Much of Brooks’s inspiration came from James Weldon Johnson and Langston Hughes, two well-known African American poets to whom she had submitted several poems for criticism. Johnson concluded that she was indeed talented but needed to acquaint herself with more modern poets such as T. S. Eliot, Ezra Pound, and E. E. Cummings. Hughes also endorsed Brooks’s ability and exhorted her to keep writing — especially about the things she knew.
After graduating from Wilson Junior College, Brooks worked briefly as a maid in a Chicago apartment building and as a secretary to one of its residents, a “spiritual adviser” who sold love potions. The building and its inhabitants would furnish the subject matter for her poem “In the Mecca,” published in 1964.
Frustrated by the inability to find more fulfilling work, Brooks started a mimeographed newspaper that sold for five cents per copy. The paper, News Review, included stories about local events, discussions of cultural issues, brief biographies of successful African Americans, and cartoons drawn by her brother.

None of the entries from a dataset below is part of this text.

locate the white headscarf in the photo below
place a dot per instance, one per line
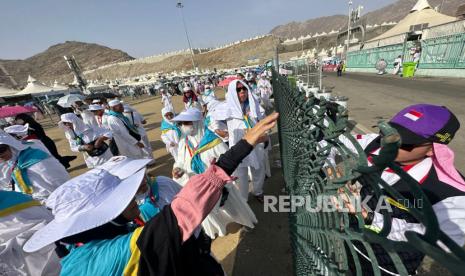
(218, 110)
(78, 125)
(18, 130)
(234, 106)
(5, 167)
(165, 110)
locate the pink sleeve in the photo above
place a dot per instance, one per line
(195, 201)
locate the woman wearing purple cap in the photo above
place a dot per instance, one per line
(425, 131)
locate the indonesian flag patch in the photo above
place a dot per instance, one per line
(413, 115)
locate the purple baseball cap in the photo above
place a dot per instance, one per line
(424, 123)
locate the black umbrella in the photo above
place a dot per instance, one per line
(105, 95)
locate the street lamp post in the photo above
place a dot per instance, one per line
(348, 28)
(180, 6)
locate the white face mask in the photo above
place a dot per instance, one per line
(140, 198)
(187, 130)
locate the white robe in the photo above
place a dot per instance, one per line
(136, 119)
(255, 161)
(15, 230)
(88, 134)
(44, 176)
(127, 145)
(88, 118)
(235, 208)
(265, 89)
(166, 100)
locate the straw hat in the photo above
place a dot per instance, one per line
(189, 115)
(89, 201)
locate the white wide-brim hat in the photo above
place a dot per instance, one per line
(95, 107)
(189, 115)
(89, 201)
(114, 103)
(20, 130)
(118, 166)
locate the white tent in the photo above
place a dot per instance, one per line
(58, 87)
(5, 92)
(421, 13)
(34, 87)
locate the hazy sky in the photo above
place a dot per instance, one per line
(147, 27)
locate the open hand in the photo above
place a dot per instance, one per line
(257, 134)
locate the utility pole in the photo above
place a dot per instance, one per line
(180, 6)
(7, 75)
(348, 27)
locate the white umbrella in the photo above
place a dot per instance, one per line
(68, 100)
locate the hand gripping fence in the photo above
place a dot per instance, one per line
(330, 243)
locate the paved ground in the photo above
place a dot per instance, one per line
(373, 98)
(264, 250)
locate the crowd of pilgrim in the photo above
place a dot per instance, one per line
(117, 219)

In 1939, Brooks married Henry Lowington Blakely II, another aspiring poet. They had two children, Henry in 1940 and Nora in 1951. Henry supported the family through a variety of jobs, while Gwendolyn wrote poems and reviewed books (both novels and collections of poetry) for Negro Digest, The New York Times, and The New York Herald Tribune.
Brooks’s reputation as a poet began with the publication of individual poems in magazines such as The Crisis, Cross-Section, Twice a Year, Common Ground, and Negro Story. In 1945, however, she produced a volume of poems titled A Street in Bronzeville, published by Harper & Row. Four years later, she published Annie Allen, the work for which she won the 1950 Pulitzer Prize for poetry. She was the first black writer to win the award. Brooks also wrote poems for children (Bronzeville Boys and Girls, 1956, and The Tiger Who Wore White Gloves, 1974) as well as several essays, including “Poets Who Are Negroes” (1950) and “They Call It Bronzeville” (1951). In 1953, she published the novel Maud Martha.
Brooks succeeded Carl Sandburg as poet laureate of Illinois in 1968, and in 1985 she was appointed Consultant in Poetry to the Library of Congress. She was named to the American Academy and Institute of Arts and Letters and received many awards, including the American Academy of Arts and Letters Award, the Shelley Memorial Award, the Anisfield-Wolf Award, the Kuumba Liberation Award, two Guggenheim Fellowships, the Frost Medal from the Poetry Society of America, a National Book Award nomination for In the Mecca(1968), and the National Endowment for the Arts Lifetime Achievement Award in 1989.
Although she was reputed to be shy and introverted, she was eager to share her work and the art of writing poetry. She gave readings at many universities as well as in prisons and taverns. Moreover, she conducted a number of poetry workshops and organized writing contests in elementary and secondary schools, paying the prizes, which ranged from fifty to five hundred dollars, from her own pocket.
Despite her lack of an advanced degree, Brooks taught courses in literature and writing at Chicago’s Columbia College, Northeastern Illinois State College, the University of Wisconsin at Madison, Elmhurst College, City College of New York, and Chicago State University, where she held the Gwendolyn Brooks Chair in Black Literature and Creative Writing. In 1969, however, health problems forced her to resign from teaching, and she devoted herself to the work she most loved: the production of poetry.